Classifying errors

In the latest episode of EconTalk, Russ Roberts mentions Jens Rasmussen’s classification of errors into three categories: slips, mistakes, and violations.

So, a slip is: you just do something you immediately realize wasn’t what you meant to do — pushed the wrong button, locked yourself out of your house, forgot your car keys. Mistakes are things you do because your view of the world is wrong. So, you took out a subprime mortgage and bought a house because you thought house prices would continue to rise and you would be able to remortgage your house. Then there’s a violation — something you know is against the rules but you did it anyway, for whatever reason.

Perhaps it would be useful to classify errors more continuously based on how long it takes to regret them. For example, you might know you’ve made a slip a split second later. It typically takes longer to realize you’ve made a mistake.
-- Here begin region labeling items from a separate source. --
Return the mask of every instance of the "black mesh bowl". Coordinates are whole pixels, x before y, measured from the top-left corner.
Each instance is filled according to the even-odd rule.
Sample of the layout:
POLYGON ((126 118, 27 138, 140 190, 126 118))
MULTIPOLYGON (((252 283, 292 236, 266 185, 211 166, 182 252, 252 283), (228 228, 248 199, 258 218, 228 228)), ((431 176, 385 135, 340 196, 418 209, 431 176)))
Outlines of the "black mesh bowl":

And violating a regulation, assuming it’s a wise regulation, may not lead to negative consequences for quite some time.

9 thoughts on “Classifying errors

  1. Juan Castaneda

    How many dimensions are there in a space where we could measure the distance between intention, and consequences? A small slip can lead to catastrophic consequences. However, both the magnitude of the slip itself, and that of its consequences are still relatively independent of the time it takes to realize you made a slip. Another thing, sometimes two mistakes cancel each other out, so luck plays a role, too. And as far as regretting the mistake, that is kind of subjective because two different people can make the same mistake, both with the same unwanted consequence but it’s possible that each will regret it in a different measure, at a different time. I suspect these topic of mistakes is too close to real-life reality to have a simple mathematical model that covers most of its aspects.
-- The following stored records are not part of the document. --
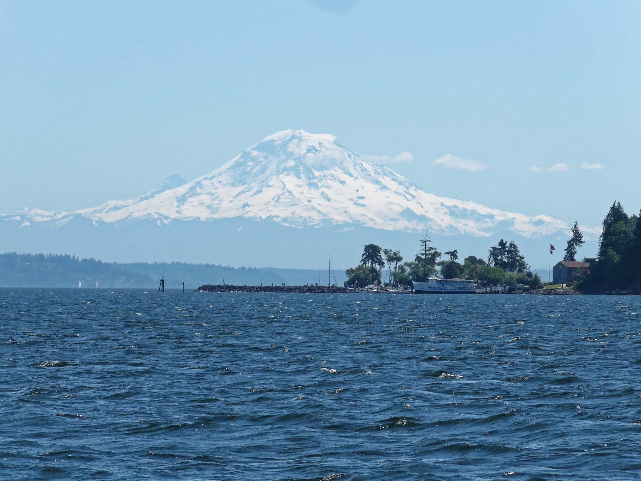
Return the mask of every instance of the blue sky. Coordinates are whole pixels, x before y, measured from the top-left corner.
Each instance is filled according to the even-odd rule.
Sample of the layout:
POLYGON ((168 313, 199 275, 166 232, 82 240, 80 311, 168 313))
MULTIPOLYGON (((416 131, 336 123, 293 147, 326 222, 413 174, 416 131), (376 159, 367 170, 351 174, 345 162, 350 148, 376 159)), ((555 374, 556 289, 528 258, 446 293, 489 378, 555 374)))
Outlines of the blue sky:
POLYGON ((641 208, 641 3, 0 1, 0 46, 2 213, 191 180, 287 128, 438 195, 641 208))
  2. Mistakes are caused because you don’t know something, so there are two kinds of mistakes, the ones that are caused by known unknowns (in this case it may take some time, but eventually you’ll realize you made a mistake) and unknown unknowns – in which you may never understand you made a mistake,you’ll just have an invisible distortion that you may be the only one that don’t notice.

  3. Violations can have immediate consequences, either expected – take what you want and pay for it – or unexpected: duh.
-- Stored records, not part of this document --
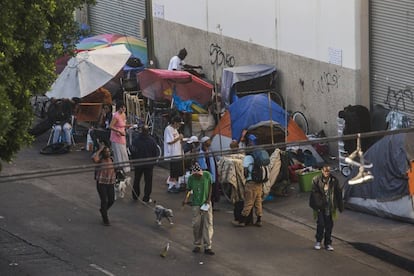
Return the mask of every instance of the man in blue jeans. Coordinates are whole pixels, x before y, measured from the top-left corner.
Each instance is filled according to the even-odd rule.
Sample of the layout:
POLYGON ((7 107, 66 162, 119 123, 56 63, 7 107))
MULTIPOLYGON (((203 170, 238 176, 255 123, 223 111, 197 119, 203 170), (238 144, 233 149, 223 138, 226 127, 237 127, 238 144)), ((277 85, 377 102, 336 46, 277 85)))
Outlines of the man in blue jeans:
MULTIPOLYGON (((135 137, 132 141, 131 154, 133 159, 145 159, 151 157, 157 157, 157 143, 155 139, 149 135, 149 128, 144 125, 141 129, 141 133, 135 137)), ((148 162, 147 162, 148 163, 148 162)), ((132 198, 137 200, 140 195, 140 181, 142 175, 144 175, 144 197, 142 201, 151 202, 152 192, 152 176, 154 165, 153 163, 142 164, 135 166, 134 186, 132 189, 132 198)))

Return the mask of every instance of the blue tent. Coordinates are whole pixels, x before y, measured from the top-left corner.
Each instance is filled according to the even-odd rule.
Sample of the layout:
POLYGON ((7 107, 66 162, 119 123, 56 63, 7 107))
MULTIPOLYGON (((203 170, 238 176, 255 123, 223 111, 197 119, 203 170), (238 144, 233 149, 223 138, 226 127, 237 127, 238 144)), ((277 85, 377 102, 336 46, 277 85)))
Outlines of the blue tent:
POLYGON ((259 124, 269 125, 271 121, 285 129, 289 121, 287 112, 274 101, 269 101, 267 94, 245 96, 232 103, 229 111, 232 138, 238 141, 245 129, 259 124))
  4. I like the taxonomy, but I’m not quite sure where diagnostic errors–false positives and false negatives–fit in. After all, we know in advance we’re going to have some of these, so they’re neither slips nor mistakes, and I don’t think we’re deliberately breaking a rule, either….

  5. > So if I never regret my actions, I never make any errors…

    Also if you never correct your errors, whether you know you committed them or not.

    There is also the degree of error. Maybe you took out a subprime mortgage, but were able to get out of it with relatively little loss. Maybe you didn’t buy the house, but you should have. The statistical concepts of Type I and II errors seem to apply.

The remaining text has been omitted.